Die Konferenz »On the Idea of Communism« in London

Eine zeitlose Idee

Als »hottest ticket in town« betitelte der Guardian die Konferenz »On the Idea of Communism«, zu der Slavoj Žižek die Elite linksintellektueller Theoretiker nach London einlud.

Auch der dritte Tagungsort – wegen des starken Interesses wurde die Veranstaltung zweimal verlegt – war innerhalb kürzester Zeit ausgebucht, so dass sich schließlich mehr als 700 Teilnehmende einfanden, um drei Tage lang folgende Hypothese zu prüfen: »Communism ist the only political idea worthy of a philosopher.« Die »kommunistische Hypothese« sei die einzige, die zu erwägen sich lohnt. Wenngleich es gegenwärtig die vordringlichere Aufgabe sei, ihre Existenz, entgegen allen anderslautenden Behauptungen, überhaupt zu verteidigen, gelte es prinzipiell, die »zeitlosen Invarianten« dieser Hypothese in einer neuen historischen Gestalt zu verkörpern.
Weder könne dabei zum Paradigma der Staatspartei zurückgekehrt werden, durch welches das 20. Jahrhundert gekennzeichnet war, noch sei auf eine inhärente Sprengkraft der Wert­vergesellschaftung und das Weben der Multitude innerhalb dieser selbst zu vertrauen, was recht eigentlich der Traum des 19. Jahrhunderts gewesen ist. (Alain Badiou)

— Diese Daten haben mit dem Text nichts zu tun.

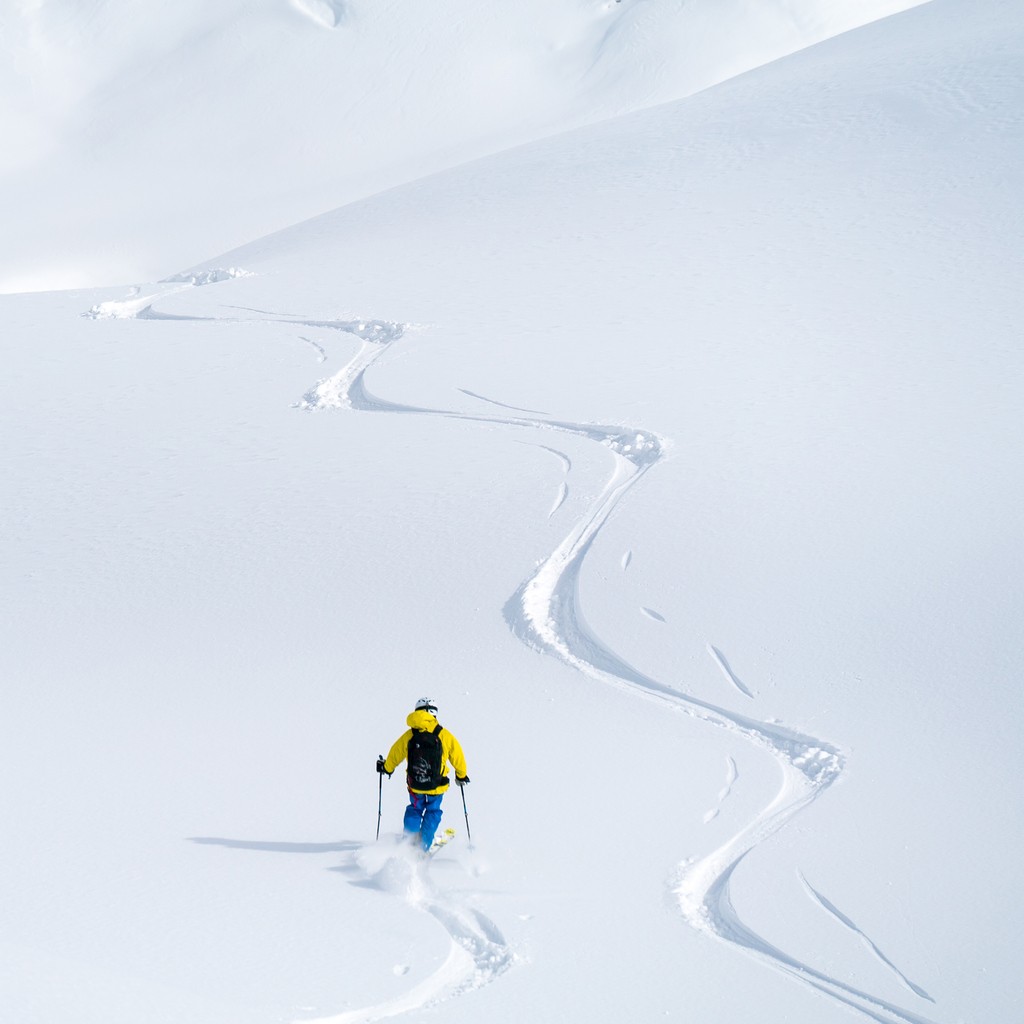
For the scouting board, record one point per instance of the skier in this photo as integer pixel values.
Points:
(428, 749)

Gleich zu Beginn der Konferenz, am Freitag, dem 13., skandierte Slavoj Žižek in den Saal hi­nein, dass die Zeiten, in denen eine Identifikation als Kommunist mit einem »besonderen moralischen Stigma« belegt war, vorbei seien. Gerade um das »dunkle Desaster« zu verstehen, das sich unter dieser Bezeichnung vollzogen hat, sei es nötig, sich nicht von der Idee abbringen zu lassen, die sich zuvor einmal unter ihr organisierte. Es geht also nicht so sehr um das Wort selbst. Eher noch sei es, wie einige Sprecher betonten, sogar unumgänglich, eine Vielzahl »neuer Namen« für die mannigfaltig situierte emanzipatorische Subjektivität zu erfinden. (Alessan­dro Russo, Judith Balso)

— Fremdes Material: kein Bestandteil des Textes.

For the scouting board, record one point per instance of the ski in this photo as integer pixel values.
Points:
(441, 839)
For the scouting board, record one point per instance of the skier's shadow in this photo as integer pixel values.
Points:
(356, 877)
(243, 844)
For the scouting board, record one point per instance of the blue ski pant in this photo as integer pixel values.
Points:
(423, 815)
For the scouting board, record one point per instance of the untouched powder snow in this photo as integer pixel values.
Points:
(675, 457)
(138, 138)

Im Hintergrund des Symposiums, das zahlreiche Größen linker Theorieproduktion (Badiou, Balso, Bruno Bosteels, Terry Eagleton, Peter Hall­ward, Michael Hardt, Toni Negri, Jacques Rancière, Alberto Toscano, Gianni Vattimo, Slavoj Žižek) in einem Raum versammelte und auf dem man von vornherein erklärte, sich nicht mit kleinteiligen praktisch-politischen Fragen beschäftigen zu wollen (Žižek), steht der Versuch einer radikalen philosophischen Neubegründung emanzipatorischer Politik, die all jene Strömungen auf ihre Plätze verweist, welche in der Heterogenität der Sprachspiele oder dem endlosen Spiel der Bedeutungen und kulturellen Differenzen die letzte Widerlegung jeder Universalität auszumachen meinten. Am vollständigsten betreibt dieses Unternehmen gegenwärtig Alain Badiou, der, wie Žižek witzelte, der eigentliche »Vater hinter der Konferenz« gewesen sei, auch wenn es sich schließlich als notwendig erweisen sollte, diesen Vater »zu ermorden«.
Badiou hält den vom Geist des Kapitalismus durchquerten und kommunitär angeordneten Differenzen eine »universale Singularität« entgegen, eine Verbindung von Singularität und Wahrheit, bei der die erstgenannte als Garant der Letztgenannten fungiert. Erst wo ich mich überall mit der Realität berühre, ist keine weitere Vermittlung nötig. Damit diese Realität jedoch überhaupt erst mehr ist als das schlechte Ganze und eine Situierung in ihr nicht einfach die perfekte Unterwerfung, müsse jene – so ein Erbteil des jungen Mao – durch ein Ereignis von verallgemeinerbarer Gültigkeit ergänzt und in Unordnung gebracht werden. Das Bekenntnis zu einem solchen Ereignis könne dann das Subjekt einer »Wahrheitsprozedur« inaugurieren.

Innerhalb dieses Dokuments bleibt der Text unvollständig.